Hi, I just ran perf bench test for a few days on a machine to get an
stable average for latest rebased patch.
And found it is indeed faster when the cgroup hierarchy is not too deep:

With rootcg:
55718.9 op/s (unpatched) compared to 55862.2 (patched)
With 5 levels:
49975.5 op/s (unpatched) compared to 50778.5 op/s (patched)

Previous tests are a bit biased since I only run the test for 100 * 3
times, or maybe it is sensitive to some random kernel structure
changes.

But I ignored one important thing in my previous test, that the
performance actually drops heavily with deeper levers of cgroups:
With 8 levels:
48902.4 op/s (unpatched) compared to 47476.6 op/s (patched)
With 50 levels of cgroup:
25605.7375 op/s (unpatched) compared to 20417.275 op/s (patched)

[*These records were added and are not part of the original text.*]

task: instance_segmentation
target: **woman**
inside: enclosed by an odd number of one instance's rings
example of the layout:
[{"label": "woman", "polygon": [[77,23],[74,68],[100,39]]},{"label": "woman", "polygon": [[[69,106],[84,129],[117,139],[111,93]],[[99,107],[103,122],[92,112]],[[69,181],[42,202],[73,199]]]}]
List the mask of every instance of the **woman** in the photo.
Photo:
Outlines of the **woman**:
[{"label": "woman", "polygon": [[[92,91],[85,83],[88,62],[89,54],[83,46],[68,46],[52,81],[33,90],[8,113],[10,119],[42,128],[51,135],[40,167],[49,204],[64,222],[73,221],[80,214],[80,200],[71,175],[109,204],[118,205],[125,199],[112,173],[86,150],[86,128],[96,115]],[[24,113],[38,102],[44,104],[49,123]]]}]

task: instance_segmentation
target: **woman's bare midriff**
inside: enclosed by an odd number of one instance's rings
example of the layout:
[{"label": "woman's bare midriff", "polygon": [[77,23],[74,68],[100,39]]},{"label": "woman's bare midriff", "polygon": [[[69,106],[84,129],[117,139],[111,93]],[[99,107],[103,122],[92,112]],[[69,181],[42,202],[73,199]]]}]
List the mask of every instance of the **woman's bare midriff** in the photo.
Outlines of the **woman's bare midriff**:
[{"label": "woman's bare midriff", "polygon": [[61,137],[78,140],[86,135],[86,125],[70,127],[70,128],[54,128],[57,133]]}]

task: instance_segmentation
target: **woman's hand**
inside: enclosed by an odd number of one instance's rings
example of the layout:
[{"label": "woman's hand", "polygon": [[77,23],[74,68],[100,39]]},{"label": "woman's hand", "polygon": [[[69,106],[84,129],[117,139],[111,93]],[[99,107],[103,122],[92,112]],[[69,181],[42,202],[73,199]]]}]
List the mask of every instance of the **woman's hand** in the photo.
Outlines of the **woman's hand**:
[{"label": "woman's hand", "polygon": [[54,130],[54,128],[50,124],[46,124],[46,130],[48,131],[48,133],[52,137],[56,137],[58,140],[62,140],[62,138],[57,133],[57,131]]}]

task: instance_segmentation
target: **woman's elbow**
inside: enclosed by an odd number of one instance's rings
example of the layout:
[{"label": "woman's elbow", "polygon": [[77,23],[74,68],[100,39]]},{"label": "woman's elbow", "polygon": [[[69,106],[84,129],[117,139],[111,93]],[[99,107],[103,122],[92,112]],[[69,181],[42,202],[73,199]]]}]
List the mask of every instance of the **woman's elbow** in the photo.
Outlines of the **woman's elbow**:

That's a terrible regression :( , guess when there are too many cgroup
structures, CPU cache can't hold them, and since the *parent shares
same cacheline with rest of psi_group struct (like the bool enblaed,
which are access every time), so unpatched will be faster.

Sorry for missing such a critical point in v1, let's drop this series
until there is a better way to optimize it.